— От чего? Что случилось? — с грузинского переходя на русский и снова сбиваясь на грузинский, спрашивал тот, что постарше.
— Пока не знаю. Последнее время папа сильно болел.
Гога говорил и сам удивлялся своему спокойствию, будто о ком-то чужом шла речь. Старшие быстро и возбужденно заговорили между собой по-грузински. Из их разговора Гога понял, что Шалико объясняет другим обстоятельства последнего периода жизни Ростома Горделава. Потом один из них встал, подошел к наружным дверям, приспустил до половины развевавшийся над входом флаг. И только в эту минуту, увидев этот символический жест траура и скорби, относящийся к его отцу, Гога почувствовал, что к горлу подкатил комок и слезы, выступившие на глазах, вот-вот прольются, чего он всеми силами старался не допустить. Кругом кипел и шумел обычной жизнью гигантский город, шла, не нарушаясь и не сбиваясь со своего ритма, жизнь, взад и вперед сновали люди, которым не было и не могло быть дела, что в четырех днях пути отсюда на север не стало самого близкого для Гоги человека.
Он бездумно опустился на подставленный ему стул и, опершись локтями о колени, погрузил в ладони лицо. Он слышал, как в прихожей Шалико звонил по телефону Тодадзе, Коле Джавахадзе, еще кому-то, договаривался с ними о чем-то, спрашивал самого Гогу, когда и в какой церкви служить панихиду, в какую газету давать объявление. Гога, кажется, отвечал что-то, со всем соглашаясь.

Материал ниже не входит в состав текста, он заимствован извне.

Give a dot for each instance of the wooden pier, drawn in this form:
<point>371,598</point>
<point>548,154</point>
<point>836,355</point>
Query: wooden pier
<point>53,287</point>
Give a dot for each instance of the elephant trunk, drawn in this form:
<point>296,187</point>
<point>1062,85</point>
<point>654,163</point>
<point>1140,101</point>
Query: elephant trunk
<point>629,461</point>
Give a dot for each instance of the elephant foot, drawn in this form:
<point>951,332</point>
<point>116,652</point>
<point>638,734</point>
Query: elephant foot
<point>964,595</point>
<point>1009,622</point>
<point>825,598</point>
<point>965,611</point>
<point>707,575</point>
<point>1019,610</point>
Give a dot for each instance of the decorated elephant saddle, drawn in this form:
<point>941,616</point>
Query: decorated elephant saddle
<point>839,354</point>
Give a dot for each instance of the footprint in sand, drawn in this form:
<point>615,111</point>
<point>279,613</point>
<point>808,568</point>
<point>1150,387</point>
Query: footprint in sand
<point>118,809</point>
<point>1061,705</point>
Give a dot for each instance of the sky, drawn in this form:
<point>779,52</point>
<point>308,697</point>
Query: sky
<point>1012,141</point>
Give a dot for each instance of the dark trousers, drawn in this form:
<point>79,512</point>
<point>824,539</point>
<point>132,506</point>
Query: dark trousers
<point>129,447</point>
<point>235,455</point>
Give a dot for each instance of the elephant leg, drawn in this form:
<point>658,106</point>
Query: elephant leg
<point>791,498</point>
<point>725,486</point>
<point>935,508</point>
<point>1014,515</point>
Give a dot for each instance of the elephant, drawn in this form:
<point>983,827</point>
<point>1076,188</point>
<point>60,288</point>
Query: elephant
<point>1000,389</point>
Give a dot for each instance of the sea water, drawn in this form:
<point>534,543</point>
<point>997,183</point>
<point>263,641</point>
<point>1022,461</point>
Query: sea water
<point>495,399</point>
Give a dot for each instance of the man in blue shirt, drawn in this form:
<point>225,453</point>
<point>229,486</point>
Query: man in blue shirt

Потом он осознал себя сидящим на тахте в парадной комнате общества, как раз под портретом своего отца, уже увитым траурной лентой и убранным белыми лилиями. Почему-то здесь же оказался Михаил Яковлевич и долго отвечал на вопросы неизвестного голубоглазого человека, как потом выяснилось, сотрудника местной русской газеты либерального направления, собиравшего материал для некролога. Чуть позднее приехали Тодадзе и Джавахадзе, что-то говорили Гоге, обнимали его. Запыхавшись, прибежал Кока и сидел рядом с ним и плакал, а потом увел к себе, а там плакала уже тетя Люба, все время приговаривая: «Как-то там бедная Веруся!»
На следующий день в церкви на Рю Корнель высокий чернобородый митрофорный протоиерей отец Михаил отслужил панихиду. Небольшой храм был полон. Пришли все грузины, много русских, украинцев, армян. В ограде стояли евреи и татары. Отец Михаил говорил трогательно и проникновенно, после уже, в притворе, подошел и благословил Гогу.
Подходили и пожимали ему руку многие знакомые и незнакомые, и Гоге было приятно, что так много людей явилось почтить память его отца, хотя тоска невыносимым грузом давила на сердце. Подошел к нему неожиданно оказавшийся тут же старик Гурвич и, сжав обе его руки повыше локтей, сказал тихо, как будто поверял сокровенную тайну:
— Я знал вашего отца. Это был человек. Для него не было ни эллина, ни иудея.
«При чем тут эллины?» — подумал было Гога, но вспомнил, что это слова из Священного Писания. И из всего, слышанного в тот день, они запомнились Гоге лучше всего.
Навеки ушел отец. Снесли на кладбище Луарсаба Пулария. Уплыл в безвозвратное прошлое университет. Переворачивалась страница за страницей, и хотя были эти страницы далеко не равноценны по своему значению и не одинаковы по содержанию, все вместе они выводили Гогу в иную сферу жизни. Начиналась ее новая глава.
Последняя ниточка, связывавшая с прошлым, проявилась в виде короткой официальной повестки из ректората университета, предлагавшей явиться за получением соответствующих документов.
Совсем другим человеком подходил Гога к воротам, на которых золотыми буквами по-французски и по-китайски было написано: «Университет «Аврора» и чуть ниже девиз — «Per Auroram ad lucem» [61] Через зарю к свету (лат.) .
.
Гога даже привычный маршрут изменил: не через калитку, выходящую на Рю Массне, которой, к неудовольствию администрации, упорно пользовались студенты, а через главный вход вошел он на территорию. Было приятно узнать, что в связи с ремонтом административного корпуса ректорат вернулся в прежнее помещение, то самое, в которое пять лет тому назад, сопровождаемый Михаилом Яковлевичем, входил он с таким благоговейным трепетом.
И в затененной мощными елями небольшой канцелярии стоял все такой же умиротворяющий полумрак, и все так же, словно шмель, жужжал невидимый вентилятор, и даже как будто в открытое окно доносился все тот же слабый и нежный запах цветов с недалекой клумбы. И — главное — за барьером сидел тот же круглоголовый, коротко остриженный китаец-секретарь в очках и монашеской рясе, которого Гога когда-то принял за отца канцлера.